Deeply disturbing and hauntingly mesmerizing, Nocturnal Animals is 2016’s most captivating thriller.
Director/Screenwriter Tom Ford kicks off the film with one of the oddest opening sequences I’ve seen in a long time. It sets the tone that Nocturnal Animals is not going to be the typical kind of viewing experience.
Amy Adams (Arrival) plays Susan, an art gallery owner whose life has become increasingly unfulfilling despite her lavish wealth, social status and eye candy husband (Armie Hammer, The Man From U.N.C.L.E.). Susan has everything she thought she ever wanted, but the façade is slowly being torn down. Worst of all, Susan knows her life didn’t have to go down this path.
Unexpectedly, Susan receives a package from her ex-husband, Edward (Jake Gyllenhaal, Southpaw). They’d been out of touch for years, but Edward wanted to share his lifelong dream of getting his novel published. Flattered by the dedication, Susan quickly starts reading only to find it a twisted metaphor of their life together.
Adapting Austin Wright’s novel, Ford weaves two complex and unrelenting tales. Based on the bleak and horrifying tone of the book, Susan is probably right to be a little rattled. Did Tom reach out for more sinister reasons with the book marking the beginning of his revenge quest? Adams offers a strong look at a woman trapped in a joyless and miserable life.

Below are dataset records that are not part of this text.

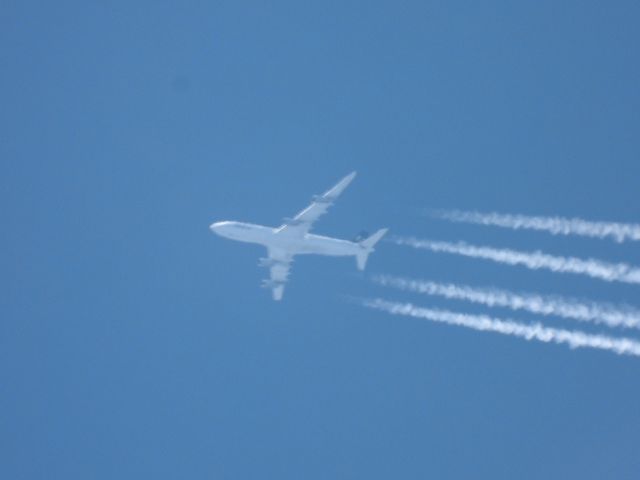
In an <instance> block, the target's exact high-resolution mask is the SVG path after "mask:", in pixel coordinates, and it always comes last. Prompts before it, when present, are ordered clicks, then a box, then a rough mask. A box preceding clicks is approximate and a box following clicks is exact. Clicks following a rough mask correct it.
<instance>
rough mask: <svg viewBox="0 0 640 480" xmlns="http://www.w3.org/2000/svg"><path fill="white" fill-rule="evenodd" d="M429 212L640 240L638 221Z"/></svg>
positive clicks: (505, 227) (515, 226)
mask: <svg viewBox="0 0 640 480" xmlns="http://www.w3.org/2000/svg"><path fill="white" fill-rule="evenodd" d="M430 213H431V215H432V216H434V217H436V218H441V219H444V220H449V221H451V222H457V223H473V224H476V225H490V226H494V227H505V228H512V229H514V230H519V229H526V230H541V231H545V232H549V233H551V234H552V235H580V236H583V237H593V238H612V239H613V240H615V241H616V242H619V243H620V242H624V241H625V240H636V241H637V240H640V224H637V223H617V222H592V221H589V220H583V219H581V218H564V217H536V216H528V215H511V214H502V213H496V212H490V213H482V212H476V211H465V210H435V211H432V212H430Z"/></svg>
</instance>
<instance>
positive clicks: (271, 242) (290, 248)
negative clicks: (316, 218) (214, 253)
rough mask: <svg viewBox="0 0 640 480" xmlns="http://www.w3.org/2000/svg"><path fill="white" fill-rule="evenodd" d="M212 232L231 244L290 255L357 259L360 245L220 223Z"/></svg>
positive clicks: (340, 240)
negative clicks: (261, 249) (287, 253)
mask: <svg viewBox="0 0 640 480" xmlns="http://www.w3.org/2000/svg"><path fill="white" fill-rule="evenodd" d="M212 229H214V230H215V231H216V233H218V234H219V235H221V236H223V237H227V238H230V239H232V240H236V241H240V242H246V243H257V244H259V245H263V246H265V247H266V248H268V249H272V248H273V249H278V250H280V251H284V252H287V253H288V254H289V255H305V254H307V255H309V254H317V255H332V256H344V255H356V254H357V252H358V251H359V250H360V245H359V244H357V243H354V242H350V241H348V240H341V239H339V238H331V237H325V236H323V235H314V234H310V233H307V234H304V235H297V234H295V233H292V232H288V231H286V230H284V231H283V230H280V229H276V228H270V227H265V226H263V225H255V224H251V223H241V222H219V223H218V224H214V225H213V226H212Z"/></svg>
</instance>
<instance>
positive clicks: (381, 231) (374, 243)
mask: <svg viewBox="0 0 640 480" xmlns="http://www.w3.org/2000/svg"><path fill="white" fill-rule="evenodd" d="M387 231H388V229H387V228H381V229H380V230H378V231H377V232H376V233H374V234H373V235H371V236H370V237H368V238H365V239H364V240H362V241H361V242H360V251H358V253H357V254H356V264H357V265H358V270H364V267H365V266H366V265H367V259H368V258H369V254H370V253H371V252H373V250H374V248H373V247H374V245H375V244H376V243H378V242H379V241H380V239H381V238H382V237H383V236H384V234H385V233H387Z"/></svg>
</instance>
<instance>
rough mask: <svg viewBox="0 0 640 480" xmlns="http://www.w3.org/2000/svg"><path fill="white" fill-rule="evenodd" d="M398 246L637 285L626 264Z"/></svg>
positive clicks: (636, 269)
mask: <svg viewBox="0 0 640 480" xmlns="http://www.w3.org/2000/svg"><path fill="white" fill-rule="evenodd" d="M392 241H393V242H394V243H396V244H397V245H407V246H410V247H413V248H419V249H424V250H431V251H432V252H444V253H453V254H456V255H463V256H466V257H472V258H482V259H485V260H492V261H494V262H498V263H503V264H506V265H522V266H524V267H527V268H529V269H532V270H538V269H544V270H551V271H552V272H557V273H575V274H579V275H586V276H588V277H592V278H598V279H600V280H605V281H607V282H624V283H634V284H640V269H638V268H636V267H633V266H631V265H628V264H626V263H608V262H603V261H601V260H596V259H593V258H588V259H581V258H576V257H561V256H554V255H548V254H546V253H543V252H541V251H539V250H538V251H534V252H522V251H518V250H510V249H506V248H492V247H484V246H475V245H469V244H468V243H465V242H457V243H451V242H436V241H432V240H419V239H417V238H414V237H395V238H394V239H393V240H392Z"/></svg>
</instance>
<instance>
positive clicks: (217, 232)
mask: <svg viewBox="0 0 640 480" xmlns="http://www.w3.org/2000/svg"><path fill="white" fill-rule="evenodd" d="M226 224H227V222H215V223H212V224H211V225H209V229H210V230H211V231H212V232H213V233H217V234H218V235H220V234H221V232H222V230H223V227H224V226H225V225H226Z"/></svg>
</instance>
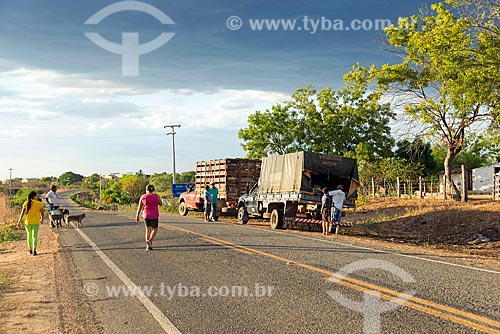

As eerily chilling as Susan’s perspective is, the book’s story proves equally fascinating. Tony (Gyllenhaal) is just hours away from wrapping a road trip with his wife and daughter on a nearly deserted road. In an inspired bit of casting playing off how often she’s mistaken for Adams, Isla Fisher is the book’s Susan analogy.
Suddenly they get into a road rage altercation with some clearly shady guys led by Ray Marcus (Aaron Taylor-Johnson, Godzilla). Taylor-Johnson has continued to evolve as an actor and he provides a breakout performance that should open up a wider array of roles.
The situation clearly can’t end well, but Ford is deliberate in drawing the sequence out to its inevitable, horrifying conclusion. Gyllenhaal is probably the best underrated actors of his generation and he turns in another fantastic performance.
It’s Michael Shannon (Loving) who steals every scene as Bobby Andes, a sheriff investigating the incident. It’s hard to see many scenarios that don’t have Shannon at least nominated for Best Supporting Actor thanks to his matter-of-fact, no nonsense performance.
Ford also incorporates just the right amount of flashbacks to provide greater context to Susan and Edward’s relationship. Those scenes are especially beneficial in learning Susan’s perspective. Initially fresh-faced, vibrant and full of love for Edward, she’s cautioned against marrying for love by her socialite mother (Laura Linney in a killer cameo) before making a series of poor decisions.
Cinematographer Seamus McGarvey sets up a number of low lit scenes that further sell this complex, personal story. Even with a nearly two hour run time, Ford doesn’t waste time, shrewdly utilizing each scene and time frame to build upon the next.
Nocturnal Animals is an unrelenting film that exquisitely keeps viewers on edge right through to its understated but thoughtful conclusion. The darker tone might not make the film work for everyone, but it proves to be a riveting and rewarding watch for those able to stay up with it.